OFFICIAL SELECTION - IN COMPETITION
Canadian director David Cronenberg, 81, known for his explorations of the limits and unexpected transformations of flesh in films such as Videodrome, The Fly and Crash, unveiled his final feature film at the Cannes Film Festival, marking the beginning of the second week of competition. The subject of The Shrouds is the loss of a loved one, a devilishly romantic theme that the filmmaker carefully avoids turning into a poetic or dramatic outpouring.
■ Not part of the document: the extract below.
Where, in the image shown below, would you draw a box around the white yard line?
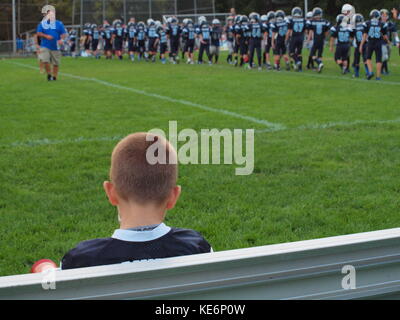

As usual, he approaches it through the chilling lens of technological anticipation, examining how it can reshape the relationship between the human body and the machine.
The film was written following the death of Carolyn Cronenberg, the filmmaker's wife and collaborator, in 2017. This bereavement, rather than offering a key to understanding, gives the film a very personal tone and highlights the deep emotion that runs through it.
So personal that Vincent Cassel, 17 years after Eastern Promises (2007), portrays a hero who, with his slender figure and silver mane, resembles Cronenberg almost to a tee. Karsh, a wealthy Toronto entrepreneur with a high-tech funeral business, can't get over the death of his wife, Rebecca (Diane Kruger). As a result, he has developed a connected grave system, which he markets in his network of equipped cemeteries. At the heart of this technology is a sensor-equipped shroud that takes an image of the buried body and transmits it to a screen embedded into the gravestone. Consequently, the inconsolable engineer can follow the day-to-day decomposition of the beloved corpse. Their relationship continues beyond death, as the body continues to transform. However, Karsh soon observes the formation of strange nodules on the skeleton's surface, raising concerns about the body's integrity.
This twisted yet stimulating premise, probing the Promethean theme of impossible mourning and necrophilic desire, is intertwined with another paranoid plot. One morning, Karsh discovers that several of his tombs, including his wife's, have not only been vandalized but hacked into and converted into a surveillance system. The investigation leads him to uncover a dark cybernetic conspiracy involving conflicting interests (a rival oncologist or environmental activists opposed to his technological innovations), and possibly foreign powers (China? Russia?). Every step he takes brings him back to the same central enigma: Rebecca's troubled personality, filled with many dark areas.